Food poisoning due to Clostridium perfringens also has a slightly longer incubation period (8–14 h) and results from the survival of heat-resistant spores in inadequately cooked meat, poultry, or legumes. After ingestion, toxin is produced in the intestinal tract, causing moderately severe abdominal cramps and diarrhea; vomiting is rare, as is fever. The illness is self-limited, rarely lasting >24 h.

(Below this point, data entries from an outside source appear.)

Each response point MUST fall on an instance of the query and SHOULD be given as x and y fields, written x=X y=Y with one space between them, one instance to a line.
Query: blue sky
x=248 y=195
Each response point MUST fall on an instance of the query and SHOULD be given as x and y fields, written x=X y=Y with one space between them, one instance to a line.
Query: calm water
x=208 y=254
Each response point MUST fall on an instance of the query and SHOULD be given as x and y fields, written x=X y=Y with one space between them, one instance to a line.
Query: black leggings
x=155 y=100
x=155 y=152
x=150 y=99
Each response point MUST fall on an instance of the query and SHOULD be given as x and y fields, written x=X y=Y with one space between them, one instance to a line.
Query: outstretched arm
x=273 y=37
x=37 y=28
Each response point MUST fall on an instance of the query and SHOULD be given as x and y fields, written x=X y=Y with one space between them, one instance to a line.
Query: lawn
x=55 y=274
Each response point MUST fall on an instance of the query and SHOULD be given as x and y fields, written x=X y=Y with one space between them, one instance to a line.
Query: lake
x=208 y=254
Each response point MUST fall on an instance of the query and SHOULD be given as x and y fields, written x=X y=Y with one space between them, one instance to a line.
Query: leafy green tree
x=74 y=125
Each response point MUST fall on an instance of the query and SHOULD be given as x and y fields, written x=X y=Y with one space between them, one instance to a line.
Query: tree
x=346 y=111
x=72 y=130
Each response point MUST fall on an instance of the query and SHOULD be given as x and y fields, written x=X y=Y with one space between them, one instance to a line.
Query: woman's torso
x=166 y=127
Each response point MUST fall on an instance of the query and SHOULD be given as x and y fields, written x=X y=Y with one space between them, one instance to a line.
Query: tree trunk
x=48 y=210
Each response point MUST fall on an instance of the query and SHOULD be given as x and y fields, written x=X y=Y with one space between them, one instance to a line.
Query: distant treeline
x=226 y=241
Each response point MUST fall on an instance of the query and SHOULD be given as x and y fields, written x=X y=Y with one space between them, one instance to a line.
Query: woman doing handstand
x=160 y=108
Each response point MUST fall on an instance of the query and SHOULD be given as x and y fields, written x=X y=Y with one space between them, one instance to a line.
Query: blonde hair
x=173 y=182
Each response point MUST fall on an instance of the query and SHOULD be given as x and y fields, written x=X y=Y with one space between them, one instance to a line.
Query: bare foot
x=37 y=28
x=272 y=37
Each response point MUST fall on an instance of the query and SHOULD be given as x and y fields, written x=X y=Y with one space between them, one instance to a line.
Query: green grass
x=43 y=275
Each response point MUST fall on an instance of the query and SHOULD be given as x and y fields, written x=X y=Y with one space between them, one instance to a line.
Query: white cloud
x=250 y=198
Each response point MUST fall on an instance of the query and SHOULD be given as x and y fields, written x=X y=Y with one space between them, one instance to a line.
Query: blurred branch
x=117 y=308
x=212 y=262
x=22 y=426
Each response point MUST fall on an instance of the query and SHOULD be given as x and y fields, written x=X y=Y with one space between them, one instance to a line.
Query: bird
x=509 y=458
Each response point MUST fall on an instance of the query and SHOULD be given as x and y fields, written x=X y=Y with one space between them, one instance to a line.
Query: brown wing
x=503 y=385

Not all food poisoning has a bacterial cause. Nonbacterial agents of short-incubation food poisoning include capsaicin, which is found in hot peppers, and a variety of toxins found in fish and shellfish (Chap. 474).
LABORATORY EVALUATION
Many cases of noninflammatory diarrhea are self-limited or can be treated empirically, and in these instances the clinician may not need to determine a specific etiology. Potentially pathogenic E. coli cannot be distinguished from normal fecal flora by routine culture, and tests to detect enterotoxins are not available in most clinical laboratories. In situations in which cholera is a concern, stool should be cultured on selective media such as thiosulfate–citrate–bile salts–sucrose (TCBS) or tellurite-taurocholate-gelatin (TTG) agar. A latex agglutination test has made the rapid detection of rotavirus in stool practical for many laboratories, while reverse-transcriptase polymerase chain reaction (PCR) and specific antigen enzyme immunoassays have been developed for the identification of norovirus. Stool specimens should be examined by immunofluorescence-based rapid assays or (less sensitive) standard microscopy for Giardia cysts or Cryptosporidium if the level of clinical suspicion regarding the involvement of these organisms is high.